KKEG
- Bentonville, Arkansas; United States;
- Broadcast area: Northwest Arkansas
- Frequency: 98.3 MHz
- Branding: 98.3 KKEG

Programming
- Format: Classic hits

Ownership
- Owner: Cumulus Media; (Cumulus Licensing LLC);
- Sister stations: KAMO-FM; KFAY; KMCK-FM; KQSM-FM; KRMW-FM; KYNG;

History
- First air date: November 7, 1983
- Former call signs: KBCV (1983–1995); KFAY-FM (1995–2004); KQSM-FM (2004–2009);
- Call sign meaning: "Keg"

Technical information
- Licensing authority: FCC
- Facility ID: 16571
- Class: C1
- ERP: 100,000 watts
- HAAT: 188 meters (617 ft)
- Transmitter coordinates: 36°7′38″N 93°59′23″W﻿ / ﻿36.12722°N 93.98972°W

Links
- Public license information: Public file; LMS;
- Webcast: Listen Live
- Website: www.983kkeg.com

= KKEG =

Radio station in Bentonville, Arkansas, United States

KKEG (98.3 FM, "98.3 KKEG") is a commercial radio station broadcasting a classic hits radio format.
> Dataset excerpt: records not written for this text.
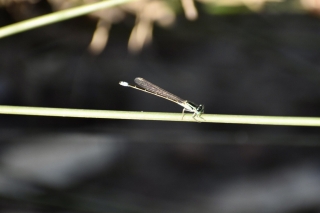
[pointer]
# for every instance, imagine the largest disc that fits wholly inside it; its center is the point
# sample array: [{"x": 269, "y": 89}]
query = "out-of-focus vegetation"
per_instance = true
[{"x": 162, "y": 12}]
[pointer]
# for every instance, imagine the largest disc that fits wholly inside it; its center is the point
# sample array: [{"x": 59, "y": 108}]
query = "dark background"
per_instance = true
[{"x": 240, "y": 62}]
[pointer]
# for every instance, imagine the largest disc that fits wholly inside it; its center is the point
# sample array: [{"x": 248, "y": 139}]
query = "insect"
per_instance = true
[{"x": 149, "y": 87}]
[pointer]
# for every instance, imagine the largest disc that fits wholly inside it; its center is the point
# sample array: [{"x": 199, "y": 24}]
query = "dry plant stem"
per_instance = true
[
  {"x": 160, "y": 116},
  {"x": 57, "y": 17}
]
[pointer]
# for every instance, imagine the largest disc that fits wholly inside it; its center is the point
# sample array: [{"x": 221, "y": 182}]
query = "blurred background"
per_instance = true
[{"x": 248, "y": 57}]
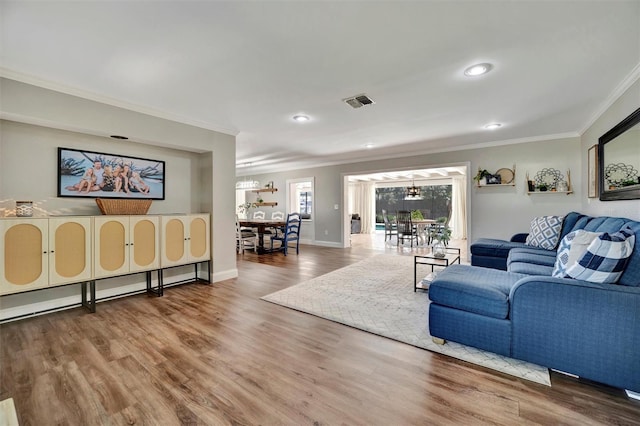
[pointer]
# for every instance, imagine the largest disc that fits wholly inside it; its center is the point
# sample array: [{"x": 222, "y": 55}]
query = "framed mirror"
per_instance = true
[{"x": 619, "y": 160}]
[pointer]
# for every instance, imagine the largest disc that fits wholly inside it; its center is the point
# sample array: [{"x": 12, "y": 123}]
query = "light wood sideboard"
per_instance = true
[{"x": 45, "y": 252}]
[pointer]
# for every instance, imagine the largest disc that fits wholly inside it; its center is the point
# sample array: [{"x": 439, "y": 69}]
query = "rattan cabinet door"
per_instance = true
[
  {"x": 24, "y": 255},
  {"x": 198, "y": 238},
  {"x": 174, "y": 241},
  {"x": 69, "y": 250},
  {"x": 111, "y": 246}
]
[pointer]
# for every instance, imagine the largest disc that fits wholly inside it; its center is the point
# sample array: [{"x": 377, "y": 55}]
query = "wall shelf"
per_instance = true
[
  {"x": 259, "y": 203},
  {"x": 552, "y": 190},
  {"x": 507, "y": 178}
]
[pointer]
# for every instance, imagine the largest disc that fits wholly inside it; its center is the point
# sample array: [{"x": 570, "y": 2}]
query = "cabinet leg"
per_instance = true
[
  {"x": 89, "y": 303},
  {"x": 155, "y": 291}
]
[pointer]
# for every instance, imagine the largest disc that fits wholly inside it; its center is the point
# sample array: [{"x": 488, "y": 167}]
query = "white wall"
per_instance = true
[
  {"x": 200, "y": 171},
  {"x": 618, "y": 111}
]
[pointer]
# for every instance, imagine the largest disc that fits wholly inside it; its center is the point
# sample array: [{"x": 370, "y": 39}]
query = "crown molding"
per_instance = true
[
  {"x": 256, "y": 168},
  {"x": 624, "y": 85},
  {"x": 84, "y": 94}
]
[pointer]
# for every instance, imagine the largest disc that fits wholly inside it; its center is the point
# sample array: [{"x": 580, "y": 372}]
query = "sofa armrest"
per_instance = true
[
  {"x": 519, "y": 238},
  {"x": 587, "y": 329}
]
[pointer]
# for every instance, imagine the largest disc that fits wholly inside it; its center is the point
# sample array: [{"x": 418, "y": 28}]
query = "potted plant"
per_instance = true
[{"x": 244, "y": 208}]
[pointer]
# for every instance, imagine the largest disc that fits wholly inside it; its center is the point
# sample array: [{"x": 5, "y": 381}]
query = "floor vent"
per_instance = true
[{"x": 359, "y": 101}]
Licensed to Bentonville, it serves Northwest Arkansas and is owned by Cumulus Media. The studios and offices are on Frontage Road in Fayetteville.
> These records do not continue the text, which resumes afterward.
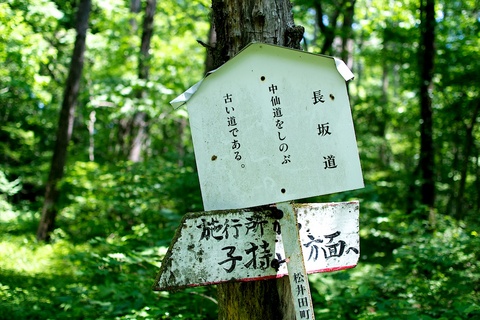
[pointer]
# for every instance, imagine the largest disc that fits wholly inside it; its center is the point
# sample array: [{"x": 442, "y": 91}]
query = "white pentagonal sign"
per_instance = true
[{"x": 271, "y": 125}]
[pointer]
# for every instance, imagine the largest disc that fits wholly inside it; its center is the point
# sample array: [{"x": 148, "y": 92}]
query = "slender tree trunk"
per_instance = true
[
  {"x": 328, "y": 31},
  {"x": 426, "y": 59},
  {"x": 139, "y": 123},
  {"x": 65, "y": 123},
  {"x": 469, "y": 144},
  {"x": 237, "y": 23}
]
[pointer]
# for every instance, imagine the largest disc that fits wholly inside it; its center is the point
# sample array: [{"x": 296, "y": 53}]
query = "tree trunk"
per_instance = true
[
  {"x": 139, "y": 124},
  {"x": 426, "y": 59},
  {"x": 469, "y": 144},
  {"x": 65, "y": 123},
  {"x": 237, "y": 23}
]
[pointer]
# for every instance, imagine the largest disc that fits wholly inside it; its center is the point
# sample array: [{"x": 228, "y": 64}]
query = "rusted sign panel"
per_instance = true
[
  {"x": 271, "y": 125},
  {"x": 219, "y": 246}
]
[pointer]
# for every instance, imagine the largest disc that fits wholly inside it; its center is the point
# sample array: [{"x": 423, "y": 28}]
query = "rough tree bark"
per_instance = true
[
  {"x": 237, "y": 23},
  {"x": 65, "y": 123},
  {"x": 426, "y": 61}
]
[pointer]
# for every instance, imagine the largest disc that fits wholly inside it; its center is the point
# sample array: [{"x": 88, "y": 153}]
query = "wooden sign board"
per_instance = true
[
  {"x": 272, "y": 125},
  {"x": 220, "y": 246}
]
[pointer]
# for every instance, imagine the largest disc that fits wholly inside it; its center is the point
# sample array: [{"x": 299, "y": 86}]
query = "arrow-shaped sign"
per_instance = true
[{"x": 242, "y": 245}]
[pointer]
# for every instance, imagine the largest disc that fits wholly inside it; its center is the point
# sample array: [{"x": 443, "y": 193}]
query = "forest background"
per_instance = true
[{"x": 130, "y": 172}]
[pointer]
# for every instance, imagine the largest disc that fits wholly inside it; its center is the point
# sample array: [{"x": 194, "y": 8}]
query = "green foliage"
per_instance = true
[
  {"x": 116, "y": 218},
  {"x": 427, "y": 276}
]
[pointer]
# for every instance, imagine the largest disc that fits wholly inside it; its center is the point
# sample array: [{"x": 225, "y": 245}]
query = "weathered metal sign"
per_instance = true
[
  {"x": 271, "y": 125},
  {"x": 219, "y": 246}
]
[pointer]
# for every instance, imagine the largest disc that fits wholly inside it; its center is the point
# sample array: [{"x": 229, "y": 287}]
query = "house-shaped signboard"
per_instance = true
[{"x": 272, "y": 124}]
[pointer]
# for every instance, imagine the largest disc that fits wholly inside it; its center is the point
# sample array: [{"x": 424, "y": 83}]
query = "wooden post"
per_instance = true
[{"x": 237, "y": 23}]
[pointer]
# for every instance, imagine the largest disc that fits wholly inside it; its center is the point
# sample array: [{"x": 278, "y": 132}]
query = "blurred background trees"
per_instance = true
[{"x": 130, "y": 171}]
KKEG has an effective radiated power (ERP) of 100,000 watts, the maximum for non-grandfathered FM stations. The transmitter is on Pug Gayer Road in Fayetteville. The signal is heard in parts of Arkansas, Missouri and Oklahoma.

==History==
In 1969, the station signed on as Northwest Arkansas' only rock station, originally at 92.1 MHz in Fayetteville, Arkansas. The format was free form, allowing the disc jockeys to choose the music they wanted to play, with the freedom to discuss music, pop culture and other topics between songs.
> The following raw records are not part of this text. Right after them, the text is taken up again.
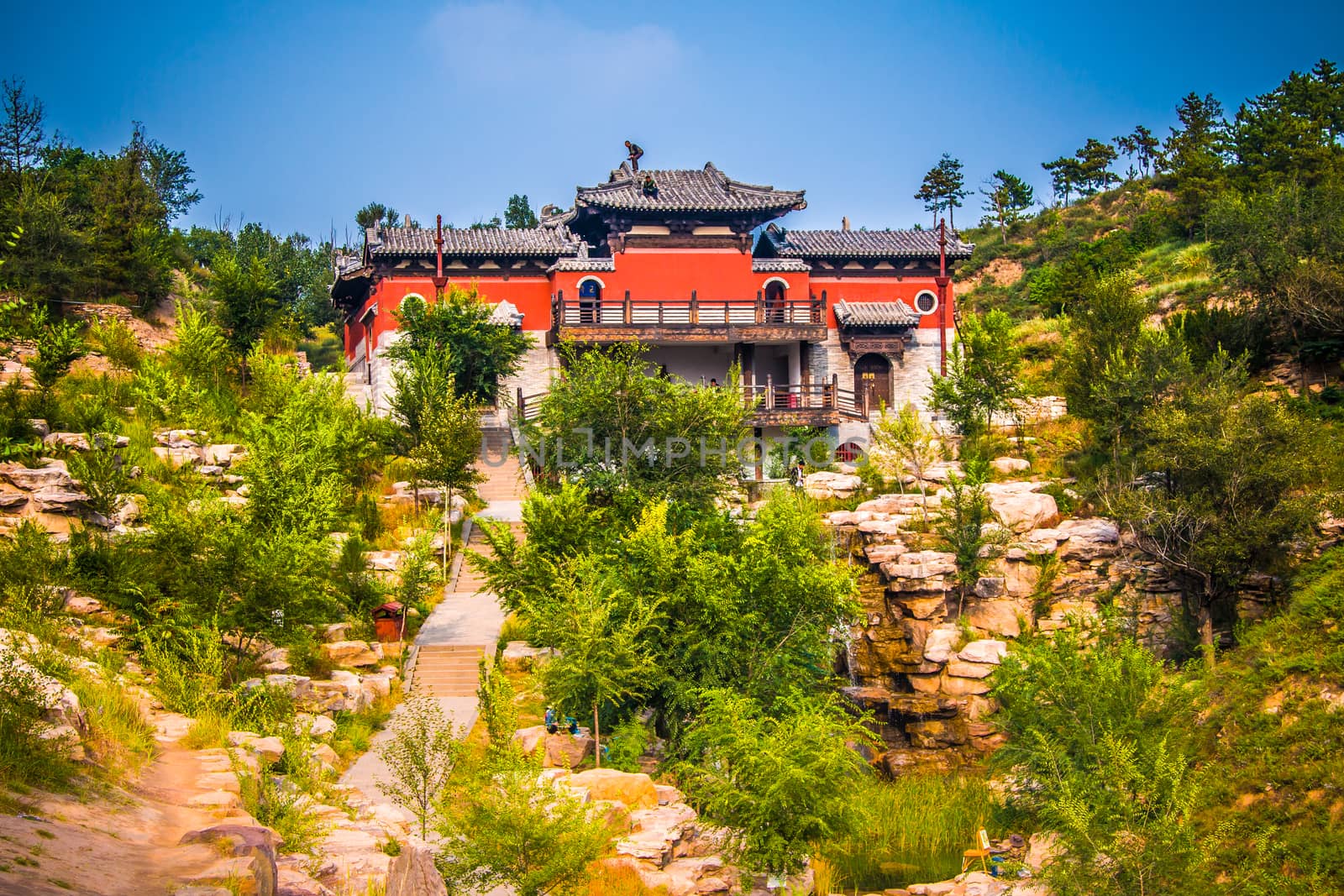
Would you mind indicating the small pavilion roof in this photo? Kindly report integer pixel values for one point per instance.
(699, 190)
(875, 315)
(862, 244)
(524, 242)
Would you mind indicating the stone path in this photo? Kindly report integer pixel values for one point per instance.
(467, 624)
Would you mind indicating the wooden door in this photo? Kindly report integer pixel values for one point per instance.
(873, 378)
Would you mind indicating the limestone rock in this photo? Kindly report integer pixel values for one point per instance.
(349, 653)
(246, 841)
(635, 790)
(413, 873)
(938, 645)
(51, 474)
(1010, 465)
(831, 485)
(998, 617)
(1019, 506)
(987, 651)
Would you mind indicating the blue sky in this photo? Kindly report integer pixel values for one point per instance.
(295, 113)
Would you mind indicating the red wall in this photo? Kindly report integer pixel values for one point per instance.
(880, 291)
(530, 295)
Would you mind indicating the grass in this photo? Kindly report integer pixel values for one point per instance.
(911, 829)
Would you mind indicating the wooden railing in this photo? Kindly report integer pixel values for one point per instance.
(764, 396)
(694, 312)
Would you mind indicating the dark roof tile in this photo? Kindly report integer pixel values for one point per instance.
(862, 244)
(706, 190)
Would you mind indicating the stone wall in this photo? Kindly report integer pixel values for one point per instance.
(922, 658)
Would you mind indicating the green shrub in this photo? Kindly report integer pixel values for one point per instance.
(909, 829)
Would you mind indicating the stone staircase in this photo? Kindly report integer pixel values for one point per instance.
(448, 669)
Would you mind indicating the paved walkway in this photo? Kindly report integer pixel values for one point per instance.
(464, 625)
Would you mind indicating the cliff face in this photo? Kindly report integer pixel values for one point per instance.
(924, 658)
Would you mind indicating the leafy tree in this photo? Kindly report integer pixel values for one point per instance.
(1285, 249)
(1085, 723)
(1106, 318)
(58, 345)
(421, 757)
(1194, 155)
(373, 214)
(1095, 161)
(477, 352)
(1142, 147)
(22, 132)
(517, 828)
(602, 649)
(965, 524)
(1007, 197)
(519, 212)
(983, 372)
(905, 445)
(1231, 495)
(449, 443)
(631, 436)
(1292, 136)
(1065, 176)
(248, 298)
(779, 783)
(944, 188)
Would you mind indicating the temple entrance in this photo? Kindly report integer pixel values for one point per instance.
(873, 378)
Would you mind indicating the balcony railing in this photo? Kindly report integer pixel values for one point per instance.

In the late 1970s, the station moved to a more structured playlist. The station aired tracks from the most popular rock albums. In 1980, KKEG was the first Northwest Arkansas radio station to give away a new vehicle. In 1999, KKEG celebrated 30 years of broadcasting rock and roll to Northwest Arkansas listeners by giving away a home.

Logo as 98.3 The Keg

On June 11, 2009, the rock format on 92.1 FM Fayetteville was moved to 98.3 FM as "98.3 The Keg" along with the KKEG call sign. The KQSM-FM call sign was moved to 92.1 FM.

On April 17, 2025 at 10am, KKEG changed their format from active rock to classic hits.

Past DJs: Jack Daniels, Mojo, Droid, Laura K., Dave Fry, Joel Casey, JB, Sandy Scott, Jon Williams, Stash, Mareike, Miller.

In August 2026, Cumulus Media announced it will sell KKEG, along with WIXV, to Radio Training Network for $2,050,000.